[antlr-interest] ANTLR Parser file different on different machines - method to exceed 65535 characters

Tue Aug 23 03:27:44 PDT 2011

Hi, first of all, a little bit of background that you might find interesting in terms of what ANTLR is being used for...

I have been using ANTLR to convert a language called STL into JavaScript. This STL language is used to define control procedures for commanding European Space Agency ground station monitoring and control equipment. This is a custom language only used by ESA and is quite quirky in terms of grammar. The existing system is around 15 years old and is being replaced with a new system. These STL procedures are being converted into equivalent in JavaScript which will run in a Rhino engine. My grammar for doing this conversion is more or less complete and the new JavaScripts are successfully commanding ground station equipment running in a simulator.
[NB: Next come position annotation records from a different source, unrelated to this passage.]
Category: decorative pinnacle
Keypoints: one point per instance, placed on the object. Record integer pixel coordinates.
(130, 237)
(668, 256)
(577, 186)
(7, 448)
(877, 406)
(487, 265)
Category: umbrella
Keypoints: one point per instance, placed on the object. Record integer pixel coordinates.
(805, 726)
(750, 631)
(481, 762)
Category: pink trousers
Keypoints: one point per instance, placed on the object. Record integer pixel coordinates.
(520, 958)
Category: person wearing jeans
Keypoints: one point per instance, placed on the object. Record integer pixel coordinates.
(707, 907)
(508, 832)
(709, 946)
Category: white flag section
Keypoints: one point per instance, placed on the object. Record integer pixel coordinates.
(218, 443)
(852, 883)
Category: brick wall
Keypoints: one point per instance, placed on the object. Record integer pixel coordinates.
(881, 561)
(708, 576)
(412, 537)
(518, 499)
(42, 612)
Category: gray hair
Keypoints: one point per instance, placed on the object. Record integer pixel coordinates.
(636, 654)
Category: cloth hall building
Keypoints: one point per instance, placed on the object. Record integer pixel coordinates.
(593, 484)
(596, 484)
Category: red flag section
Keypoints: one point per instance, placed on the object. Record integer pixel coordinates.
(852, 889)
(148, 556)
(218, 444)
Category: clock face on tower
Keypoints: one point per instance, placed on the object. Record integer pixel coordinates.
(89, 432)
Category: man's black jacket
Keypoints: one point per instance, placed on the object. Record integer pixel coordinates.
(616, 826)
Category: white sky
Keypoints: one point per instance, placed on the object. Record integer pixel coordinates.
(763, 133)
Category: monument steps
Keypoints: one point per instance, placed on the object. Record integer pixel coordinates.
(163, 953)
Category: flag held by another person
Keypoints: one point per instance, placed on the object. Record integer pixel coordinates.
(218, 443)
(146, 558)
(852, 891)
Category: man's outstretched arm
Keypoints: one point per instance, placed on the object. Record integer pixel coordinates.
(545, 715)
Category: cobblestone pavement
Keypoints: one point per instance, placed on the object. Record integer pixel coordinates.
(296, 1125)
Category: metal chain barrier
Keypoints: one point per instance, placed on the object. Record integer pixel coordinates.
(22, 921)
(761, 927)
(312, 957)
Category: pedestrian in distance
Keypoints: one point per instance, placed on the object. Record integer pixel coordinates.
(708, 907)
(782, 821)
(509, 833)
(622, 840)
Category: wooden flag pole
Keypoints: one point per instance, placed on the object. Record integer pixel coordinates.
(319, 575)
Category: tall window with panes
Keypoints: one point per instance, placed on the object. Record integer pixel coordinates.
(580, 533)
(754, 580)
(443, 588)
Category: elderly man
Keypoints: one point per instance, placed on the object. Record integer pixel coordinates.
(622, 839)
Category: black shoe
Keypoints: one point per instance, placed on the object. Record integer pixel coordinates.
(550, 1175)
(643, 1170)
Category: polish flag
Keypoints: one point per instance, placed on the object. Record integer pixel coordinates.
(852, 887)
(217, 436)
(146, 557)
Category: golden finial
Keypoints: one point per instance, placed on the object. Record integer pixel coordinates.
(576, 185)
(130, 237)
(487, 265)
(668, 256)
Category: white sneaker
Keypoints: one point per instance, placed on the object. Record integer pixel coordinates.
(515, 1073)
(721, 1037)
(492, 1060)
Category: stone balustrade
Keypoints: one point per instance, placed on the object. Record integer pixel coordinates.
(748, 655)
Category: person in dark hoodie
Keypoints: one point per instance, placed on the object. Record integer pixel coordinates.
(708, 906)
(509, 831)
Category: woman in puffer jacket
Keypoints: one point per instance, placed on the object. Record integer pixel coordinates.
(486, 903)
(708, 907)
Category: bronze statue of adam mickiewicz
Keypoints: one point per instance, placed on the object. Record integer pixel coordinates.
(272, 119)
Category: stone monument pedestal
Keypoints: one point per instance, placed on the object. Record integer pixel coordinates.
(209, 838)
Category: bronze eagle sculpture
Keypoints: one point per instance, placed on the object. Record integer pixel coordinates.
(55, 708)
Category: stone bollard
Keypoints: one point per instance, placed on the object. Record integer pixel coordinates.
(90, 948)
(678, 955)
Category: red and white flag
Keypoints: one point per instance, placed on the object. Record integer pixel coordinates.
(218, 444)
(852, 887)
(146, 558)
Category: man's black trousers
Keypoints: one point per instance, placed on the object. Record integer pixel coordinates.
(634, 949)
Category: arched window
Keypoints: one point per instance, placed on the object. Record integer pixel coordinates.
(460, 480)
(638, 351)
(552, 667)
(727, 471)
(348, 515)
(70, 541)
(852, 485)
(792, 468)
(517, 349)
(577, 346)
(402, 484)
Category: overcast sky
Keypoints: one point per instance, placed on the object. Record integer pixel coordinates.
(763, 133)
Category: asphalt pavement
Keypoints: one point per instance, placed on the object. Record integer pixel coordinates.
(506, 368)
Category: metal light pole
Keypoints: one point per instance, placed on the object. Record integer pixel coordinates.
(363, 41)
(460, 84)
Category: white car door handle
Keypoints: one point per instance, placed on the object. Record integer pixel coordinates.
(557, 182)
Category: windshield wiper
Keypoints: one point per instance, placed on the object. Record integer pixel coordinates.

I should also mention that the target language for the grammar is Java and that I am using antlr-3.2.

Now for the problem and the reason for my message...

As part of the build process for the application doing the conversion, ANTLR is run to generate the lexer and parser files from ant before building the Java application. Previously I had been generating the Parser and Lexer in our environment and committing the resulting java files to the repository rather than performing the generation as part of the build. This works perfectly well here on our development machines on a number of different machines and even a virtual machine with a small amount of memory.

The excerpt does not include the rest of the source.